Un portrait psychologique d'Henri VIII

Harriet Castor s’attaque ici à un monument historique : Henri VIII, roi d’Angleterre qui a inspiré le personnage de Barbe-Bleue. Racontée à la première personne, elle retrace en quelques épisodes marquants la vie de ce roi que l’on a qualifié de sanglant.

 

A Londres, un jeune garçon se réveille et est enlevé par sa mère qui le mène dans la Tour de Londres pour le mettre à l’abri des ennemis de son mari. Ce jeune garçon, c’est Henri, dit Hal, le second fils d’Henri VII et d’Elisabeth d’York. Au cours de son séjour, la destinée de ce jeune garçon sensible se met en place : il découvre que celui qui menace sa vie prétend être son oncle, Richard et que cet oncle serait mort assassiné et emmuré dans  la Tour par Richard III. La vision d’un enfant blond et pâle le hante alors et ressurgit à chaque fois qu’un drame se noue. Une prophétie va également orienter ses choix : «  Le sauveur tant attendu viendra, puissant, valeureux et pieux. Ô souverain béni, tu es l’élu de Dieu et toute résistance cédera sur ton passage. Tu pourras déployer tes ailes majestueuses car ta gloire  te survivra à jamais. York sera roi. » Persuadé qu’il est ce sauveur, Henri s’exerce mais est obligé de rester dans l’ombre de son frère, Arthur, l’héritier de la couronne et doit faire face au mépris de son père pour qui il n’est qu’une pièce de rechange. Tout change lorsqu’Arthur meurt brutalement.

 

L’histoire d’Henri VIII, le roi aux six femmes, a fait l’objet de nombreux romans, films ou séries dont la dernière en date « Les Tudors » créée par Michael Hirst. Par conséquent, écrire un énième roman sur le sujet est un risque. Harriet Castor ne s’est pourtant pas laissée phagocyter par les écrits précédents et a essayé d’aborder le sujet sous un angle nouveau. Elle dresse en effet un portrait avant tout psychologique d’Henri VIII et essaye d’expliquer la différence entre le jeune Henri, combatif, doué et modèle de vertu en roi dévoré par ses démons.

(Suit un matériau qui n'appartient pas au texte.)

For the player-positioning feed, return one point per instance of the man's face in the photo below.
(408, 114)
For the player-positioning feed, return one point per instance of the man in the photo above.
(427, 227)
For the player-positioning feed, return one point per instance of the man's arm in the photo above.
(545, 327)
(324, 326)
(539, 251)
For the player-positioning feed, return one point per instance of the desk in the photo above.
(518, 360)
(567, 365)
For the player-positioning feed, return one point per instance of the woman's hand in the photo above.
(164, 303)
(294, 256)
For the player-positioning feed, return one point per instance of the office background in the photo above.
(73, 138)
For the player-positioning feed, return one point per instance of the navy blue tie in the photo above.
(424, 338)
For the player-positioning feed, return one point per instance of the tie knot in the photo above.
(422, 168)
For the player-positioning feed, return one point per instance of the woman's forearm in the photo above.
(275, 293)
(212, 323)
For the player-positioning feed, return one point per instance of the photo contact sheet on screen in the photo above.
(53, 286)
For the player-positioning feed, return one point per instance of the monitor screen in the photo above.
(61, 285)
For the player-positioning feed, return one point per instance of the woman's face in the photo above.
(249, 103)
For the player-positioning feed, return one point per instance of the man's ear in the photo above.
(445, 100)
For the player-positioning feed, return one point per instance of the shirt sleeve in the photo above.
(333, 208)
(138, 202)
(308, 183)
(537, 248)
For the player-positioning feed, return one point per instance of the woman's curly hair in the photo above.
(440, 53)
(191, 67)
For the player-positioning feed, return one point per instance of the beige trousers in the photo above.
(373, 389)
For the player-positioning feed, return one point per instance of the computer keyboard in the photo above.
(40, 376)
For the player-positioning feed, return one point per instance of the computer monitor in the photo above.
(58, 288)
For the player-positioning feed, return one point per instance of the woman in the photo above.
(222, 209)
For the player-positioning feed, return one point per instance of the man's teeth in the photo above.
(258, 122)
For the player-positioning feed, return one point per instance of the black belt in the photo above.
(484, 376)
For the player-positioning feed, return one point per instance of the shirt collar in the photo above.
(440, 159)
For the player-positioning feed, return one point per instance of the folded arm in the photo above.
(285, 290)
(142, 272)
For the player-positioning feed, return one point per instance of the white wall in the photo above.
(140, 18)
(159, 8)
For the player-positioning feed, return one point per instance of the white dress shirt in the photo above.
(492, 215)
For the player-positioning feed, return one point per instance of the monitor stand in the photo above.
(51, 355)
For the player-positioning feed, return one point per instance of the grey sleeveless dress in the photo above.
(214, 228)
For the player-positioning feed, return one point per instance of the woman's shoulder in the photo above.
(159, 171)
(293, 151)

L’auteur tente de voir quelles sont les conséquences de la Guerre des deux roses sur Henri VIII : on comprend alors l’importance de la descendance légitime pour Henri VIII.

 

Très bien documentée sur l’époque, Harriet Castor donne une vision originale de ce roi. Ecrit à la première personne, le lecteur se sent proche de lui et suit son évolution intimement ce qui permet d’envisager la réalité sous son angle et non sous celui laissé par l’histoire. Elle désacralise en quelque sorte ce monstre sacré pour en faire un homme avant tout. On retiendra surtout la relation entre Henri et son père qui apporte une lumière intéressante sur le personnage et accroche le lecteur dès les premières pages. Mêlant réalité historique et fiction, le portrait qui émerge est finalement moins monstrueux et l’on ne peut s’empêcher de ressentir une certaine compassion pour cet homme aux espoirs déçus surtout lors de la dernière scène où la prophétie livre sa dernière partie. Le scan des grands événements marquants de son règne laisse cependant sur le côté la complexité des relations entretenues par le roi avec son entourage et laisse un arrière goût d’inachevé en ce qui concerne son aspect psychologique.

 

Après cet essai plutôt concluant, Harriet Castor, passionnée par les Tudors, travaille sur un nouveau roman sur les filles d’Henry, Mary et Elisabeth, demi-sœurs ennemies, chacune ayant perdu sa mère par la faute d’un père pourtant idolâtré. Un nouveau défi à venir.

 

Julie Lecanu

 

Harriet Castor, VIII, MA éditions, mai 2013, 419 pages, 19,90 euros.